Re: [PATCH] x86: Calculate MHz using APERF/MPERF for cpuinfo and scaling_cur_freq

From: Len Brown
Date: Sat Apr 02 2016 - 01:23:09 EST


Thanks for the comments.

Re: is this a useful semantic?

Yes, average MHz over an interval is significantly more useful than
a snapshot of the recent instantaneous frequency.
It is possible to convert the former into the later,
but it is not possible to reliably and efficiently convert the later
into the former.

Indeed, we stopped using MSR_PERF_STATUS for this very reason --
a snapshot of instantaneous frequency can be very misleading.

Further, the mechanism in this patch will still work even when Linux
has no concept of frequency control,
including firmware control and CONFIG_CPU_FREQ=n

Of course, when there is 1 reader, this mechanism works the best --
as they get to select whatever interval they like.
For multi-user, the interval would shorten -- possibly
degrading to the 100ms limit set here. My reasoning on the
100ms limit is that anything more frequent is abuse,
and the users should be using user-space tools like turbostat in that case.

Re: 64-bit math.

Stephane is correct, APERF and MPERF will not overflow in the uptime
of the machine.
They are both 64-bit registers, and they tick at TSC rate or slower.
(Indeed, they tick at 0 when idle)

Boris is right, this works as long as somebody doesn't scribble on these MSRs.
Linux used to do that in 2.6.23, but we learned our lesson and we leave them
free running since then. I'm not going to worry about a yahoo
scribbling on MSRs
behind the kernel's back. More than this will break if that happens.

Peter is right, in the expression "numerator = cpu_khz * aperf_delta",
the capacity of the 64-bit numerator is reduced as cpu_khz
and aperf_delta grow.

For example, if this patch runs on a busy system having a 4GHz CPU,
then APERF ticks at 2^32 Hz.
cpu_khz = 2^22
so max aperf_delta without overflow is 2^64/2^22 = 2^42 cycles

2^42 cycles / 2^32 cycles/sec = 2^10 sec = 1024 seconds = 17 minutes.

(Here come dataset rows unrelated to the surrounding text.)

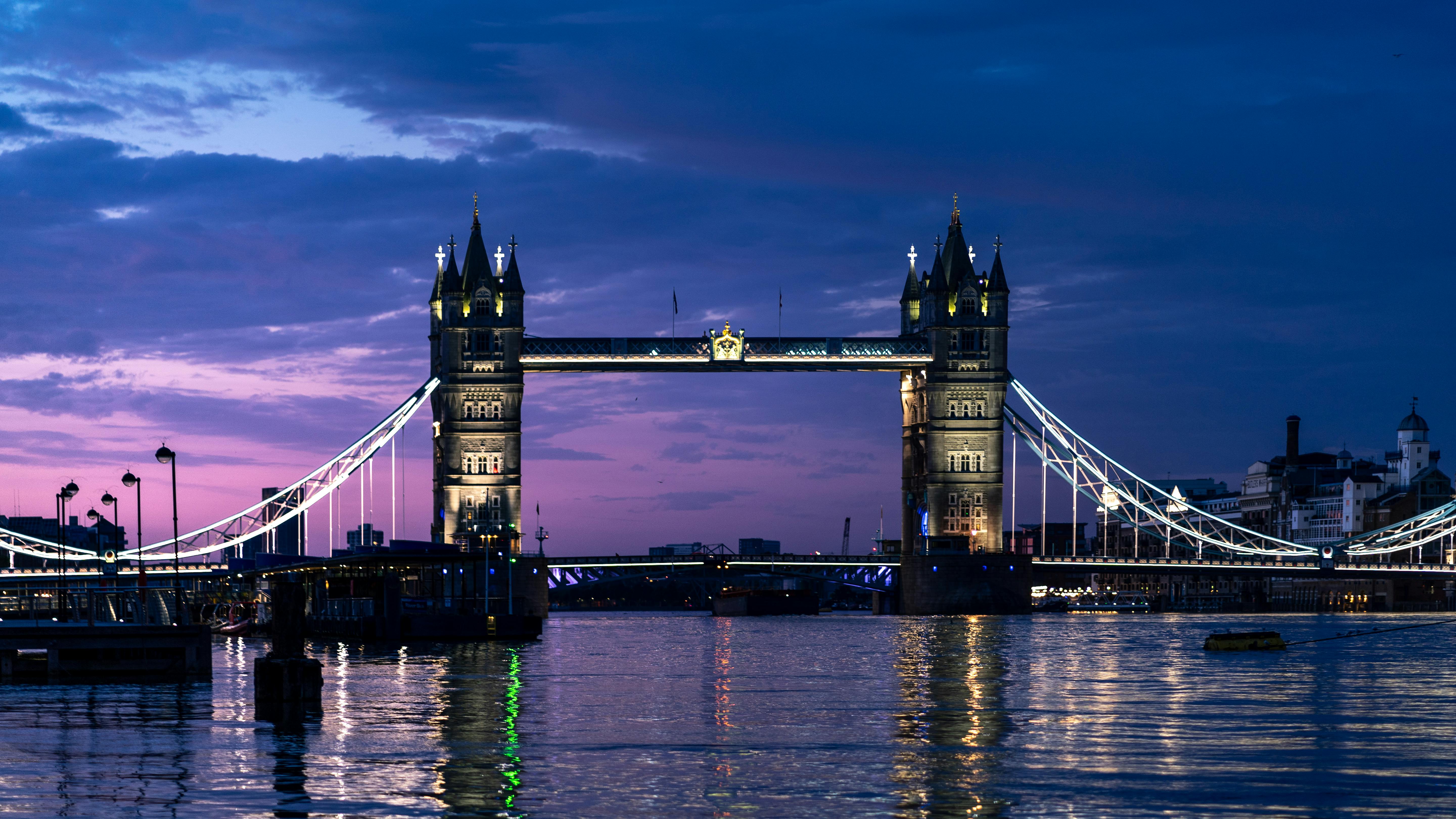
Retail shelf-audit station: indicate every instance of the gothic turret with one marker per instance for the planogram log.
(953, 406)
(477, 278)
(998, 296)
(935, 296)
(911, 300)
(513, 293)
(451, 280)
(998, 280)
(477, 345)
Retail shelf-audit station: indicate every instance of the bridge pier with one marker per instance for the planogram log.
(966, 584)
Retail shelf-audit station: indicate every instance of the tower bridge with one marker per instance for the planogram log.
(953, 385)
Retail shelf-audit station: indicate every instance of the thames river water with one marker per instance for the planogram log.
(649, 715)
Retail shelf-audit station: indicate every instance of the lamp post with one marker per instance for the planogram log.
(108, 500)
(170, 457)
(142, 565)
(66, 494)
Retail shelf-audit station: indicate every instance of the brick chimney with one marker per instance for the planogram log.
(1292, 440)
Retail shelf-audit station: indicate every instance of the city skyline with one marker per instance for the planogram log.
(1230, 246)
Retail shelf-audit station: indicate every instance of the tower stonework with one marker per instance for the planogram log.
(477, 325)
(951, 473)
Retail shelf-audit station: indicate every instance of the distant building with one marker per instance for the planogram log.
(1224, 505)
(1193, 488)
(285, 539)
(676, 549)
(1317, 498)
(758, 546)
(366, 534)
(98, 537)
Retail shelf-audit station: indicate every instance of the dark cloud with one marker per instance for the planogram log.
(1213, 217)
(12, 124)
(76, 113)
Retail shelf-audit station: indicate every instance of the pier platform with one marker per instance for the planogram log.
(71, 651)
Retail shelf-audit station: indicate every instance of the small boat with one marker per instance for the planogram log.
(1116, 601)
(239, 629)
(1244, 642)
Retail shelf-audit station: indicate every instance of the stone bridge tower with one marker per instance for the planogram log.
(951, 475)
(477, 325)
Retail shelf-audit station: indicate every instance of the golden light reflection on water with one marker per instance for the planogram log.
(721, 792)
(951, 716)
(813, 716)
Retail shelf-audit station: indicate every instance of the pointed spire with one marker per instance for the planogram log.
(998, 278)
(452, 275)
(513, 274)
(440, 273)
(912, 292)
(938, 283)
(957, 254)
(477, 268)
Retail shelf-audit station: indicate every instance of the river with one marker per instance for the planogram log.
(845, 715)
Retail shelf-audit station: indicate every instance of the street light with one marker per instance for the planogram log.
(66, 494)
(142, 565)
(170, 457)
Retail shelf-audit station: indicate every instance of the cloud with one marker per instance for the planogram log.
(15, 126)
(76, 113)
(685, 453)
(120, 213)
(697, 501)
(560, 454)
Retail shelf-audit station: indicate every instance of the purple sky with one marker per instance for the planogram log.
(219, 223)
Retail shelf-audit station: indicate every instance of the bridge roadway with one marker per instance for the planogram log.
(877, 572)
(748, 356)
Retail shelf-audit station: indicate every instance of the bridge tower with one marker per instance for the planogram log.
(951, 473)
(477, 323)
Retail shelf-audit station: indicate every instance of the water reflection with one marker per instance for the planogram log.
(481, 729)
(289, 729)
(951, 718)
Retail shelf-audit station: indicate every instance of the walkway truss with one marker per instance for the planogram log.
(254, 521)
(1120, 494)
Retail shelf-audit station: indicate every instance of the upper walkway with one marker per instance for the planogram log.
(702, 356)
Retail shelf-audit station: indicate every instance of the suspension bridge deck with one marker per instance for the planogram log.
(700, 356)
(1267, 568)
(877, 571)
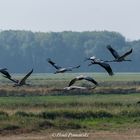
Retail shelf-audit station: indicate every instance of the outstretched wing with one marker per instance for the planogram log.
(126, 54)
(75, 67)
(91, 80)
(53, 64)
(8, 76)
(113, 52)
(72, 81)
(5, 73)
(22, 81)
(107, 67)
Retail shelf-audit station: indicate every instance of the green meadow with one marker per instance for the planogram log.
(78, 110)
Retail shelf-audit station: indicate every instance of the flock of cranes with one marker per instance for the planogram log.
(93, 60)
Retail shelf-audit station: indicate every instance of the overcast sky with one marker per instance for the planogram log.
(76, 15)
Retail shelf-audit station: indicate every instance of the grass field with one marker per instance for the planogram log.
(76, 110)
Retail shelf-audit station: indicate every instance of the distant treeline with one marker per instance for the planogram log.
(22, 50)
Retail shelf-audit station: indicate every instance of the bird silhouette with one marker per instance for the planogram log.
(117, 57)
(100, 62)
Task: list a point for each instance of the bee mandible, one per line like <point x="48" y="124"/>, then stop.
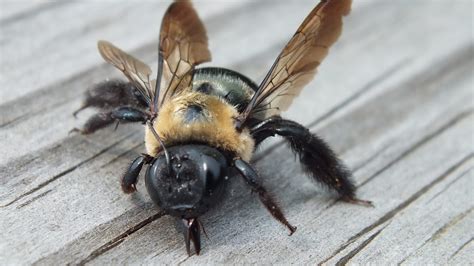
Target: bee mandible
<point x="203" y="124"/>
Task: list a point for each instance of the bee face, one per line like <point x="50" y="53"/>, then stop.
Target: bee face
<point x="191" y="183"/>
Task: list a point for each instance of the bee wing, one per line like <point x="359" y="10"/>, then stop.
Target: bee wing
<point x="296" y="65"/>
<point x="183" y="44"/>
<point x="136" y="71"/>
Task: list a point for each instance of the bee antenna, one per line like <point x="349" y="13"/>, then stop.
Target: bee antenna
<point x="162" y="144"/>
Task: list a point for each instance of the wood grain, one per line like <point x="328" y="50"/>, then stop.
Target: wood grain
<point x="394" y="98"/>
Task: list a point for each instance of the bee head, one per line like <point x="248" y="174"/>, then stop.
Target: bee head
<point x="191" y="184"/>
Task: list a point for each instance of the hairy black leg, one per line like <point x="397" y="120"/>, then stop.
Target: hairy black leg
<point x="129" y="114"/>
<point x="315" y="155"/>
<point x="251" y="177"/>
<point x="95" y="122"/>
<point x="110" y="94"/>
<point x="130" y="178"/>
<point x="119" y="114"/>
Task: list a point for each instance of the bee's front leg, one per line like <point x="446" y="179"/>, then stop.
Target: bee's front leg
<point x="130" y="178"/>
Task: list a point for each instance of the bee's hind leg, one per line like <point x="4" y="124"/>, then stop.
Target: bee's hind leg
<point x="317" y="158"/>
<point x="110" y="94"/>
<point x="104" y="119"/>
<point x="251" y="178"/>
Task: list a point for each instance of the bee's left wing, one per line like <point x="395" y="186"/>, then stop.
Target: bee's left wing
<point x="183" y="44"/>
<point x="136" y="71"/>
<point x="296" y="65"/>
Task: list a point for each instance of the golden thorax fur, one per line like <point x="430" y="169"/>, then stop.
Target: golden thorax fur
<point x="216" y="129"/>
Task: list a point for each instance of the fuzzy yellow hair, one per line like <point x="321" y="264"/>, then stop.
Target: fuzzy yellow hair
<point x="216" y="129"/>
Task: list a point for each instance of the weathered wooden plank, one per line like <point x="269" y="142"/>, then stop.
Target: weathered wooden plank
<point x="169" y="247"/>
<point x="20" y="133"/>
<point x="81" y="25"/>
<point x="386" y="125"/>
<point x="423" y="232"/>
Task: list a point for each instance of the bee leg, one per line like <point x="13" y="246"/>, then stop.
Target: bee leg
<point x="111" y="94"/>
<point x="129" y="114"/>
<point x="192" y="233"/>
<point x="317" y="158"/>
<point x="130" y="178"/>
<point x="251" y="178"/>
<point x="95" y="122"/>
<point x="121" y="114"/>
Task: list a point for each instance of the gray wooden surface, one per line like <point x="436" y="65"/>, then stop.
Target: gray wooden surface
<point x="395" y="98"/>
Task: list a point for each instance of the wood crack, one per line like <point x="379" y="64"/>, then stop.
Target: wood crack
<point x="120" y="238"/>
<point x="461" y="248"/>
<point x="344" y="260"/>
<point x="65" y="172"/>
<point x="389" y="215"/>
<point x="451" y="183"/>
<point x="364" y="90"/>
<point x="441" y="231"/>
<point x="420" y="143"/>
<point x="28" y="202"/>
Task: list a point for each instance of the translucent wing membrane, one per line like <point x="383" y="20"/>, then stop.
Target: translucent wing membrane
<point x="297" y="63"/>
<point x="136" y="71"/>
<point x="183" y="44"/>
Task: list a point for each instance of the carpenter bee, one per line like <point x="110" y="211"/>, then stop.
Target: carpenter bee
<point x="203" y="124"/>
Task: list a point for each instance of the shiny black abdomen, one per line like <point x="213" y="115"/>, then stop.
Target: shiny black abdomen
<point x="232" y="86"/>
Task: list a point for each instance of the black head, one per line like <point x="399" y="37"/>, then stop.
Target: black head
<point x="193" y="183"/>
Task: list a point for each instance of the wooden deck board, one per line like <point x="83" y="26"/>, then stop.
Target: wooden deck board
<point x="394" y="98"/>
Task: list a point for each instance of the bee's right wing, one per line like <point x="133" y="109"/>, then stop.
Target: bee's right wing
<point x="136" y="71"/>
<point x="183" y="44"/>
<point x="297" y="63"/>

Though we could improve this range by 1024x by simply operating on
cpu_mhz instead of cpu_khz, yielding 12 days.

Or we could simply detect potential overflow:

2^64 < cpu_khz * delta_aperf
so
if (2^64/cpu_khz < delta_aperf) then overflow

and since delta_aperf and delta_mperf are much larger than cpu_khz
in this case, we can calculate this way:

khz = cpu_khz (delta_aperf)/(delta_mperf)
khz = cpu_khz (delta_aperf/cpu_khz)/(delta_mperf/cpu_khz)
khz = delta_aperf / (delta_mperf/cpu_khz)

no calculation here can overflow 64-bits in the uptime of the machine.

I'll send an updated patch.

thanks,
-Len